Kirk and Larsen with Wu Bangguo

Congressmen Kirk and Larsen with Chairman Wu Bangguo

The National Committee’s involvement in Congressional delegations to China was renewed shortly after China National Offshore Oil Corporation’s (CNOOC) attempted acquisition of UNOCAL failed due to Congressional objections. This was a vivid reminder of the importance of the American Congress in U.S.-China relations and the valuable role that the National Committee could play in Congressional leadership education.

The National Committee took a major step in this direction in January 2006 when, for the first time in many years, it escorted the two co-chairs of the newly formed bipartisan Congressional U.S.-China Working Group (USCWG), Rick Larsen (D-Washington) and Mark Kirk (R-Illinois), and a member of the Working Group, Tom Feeney (R-Florida) to China. National Committee president Stephen Orlins accompanied the delegation, which also included the two co-staff directors of the USCWG. With a focus on border and security issues, the delegation was the first foreign group since 1989 to visit the manned-space launch center in Jiuquan, where the Vice Space Administrator agreed to work with NASA in developing a joint space rescue capability.

The National Committee has continued arranging and escorting visits to China for USCWG members. In 2007, we sent a delegation to Beijing, Urumqi, Kashgar, and Shanghai, to discuss Olympic security, U.S.-China defense cooperation and a military-to-military hotline, food and product safety, border security, counter-terrorism and counter-narcotics trafficking, and trade and economic policy; in 2009, we organized a delegation visit to Hong Kong, Guangzhou, Shanghai and Beijing, with a primary focus on economic and trade issues; in 2011, we led a delegation to Beijing, Qingdao, and Chengdu to explore security issues and military to military relations.
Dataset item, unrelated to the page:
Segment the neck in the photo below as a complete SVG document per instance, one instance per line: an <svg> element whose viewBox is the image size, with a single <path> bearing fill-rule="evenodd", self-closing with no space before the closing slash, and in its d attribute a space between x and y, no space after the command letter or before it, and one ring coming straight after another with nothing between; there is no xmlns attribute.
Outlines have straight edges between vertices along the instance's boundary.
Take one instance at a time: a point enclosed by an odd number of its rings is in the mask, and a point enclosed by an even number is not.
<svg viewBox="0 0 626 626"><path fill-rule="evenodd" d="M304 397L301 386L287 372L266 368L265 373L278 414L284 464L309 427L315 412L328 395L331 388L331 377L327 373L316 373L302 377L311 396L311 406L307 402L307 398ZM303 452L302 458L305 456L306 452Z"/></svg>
Most recently, in January 2013, we sent five Members of Congress — Representatives Rick Larsen (D-WA and USCWG co-chair), Mike Turner (R-OH), Jim Costa (D-FL and USCWG member), Leonard Lance (R-NJ and USCWG member), and Billy Long (R-MO) — to Shanghai, Beijing, and Hong Kong. In Shanghai and Hong Kong, the delegation focused its attention on the business climate for American companies operating in mainland China and Hong Kong. In Beijing, the meetings, including ones in Beijing with Vice Premier Wang Qishan and senior officials at the Ministries of Defense, Foreign Affairs, and Railways, focused on China’s political transition — what it means for economic and political reform in China and what it suggests for the Sino-American relationship. The delegation was escorted by NCUSCR president Stephen Orlins, as well as political scientist Mary Gallagher, a Fellow in the NCUSCR's Public Intellectuals Program.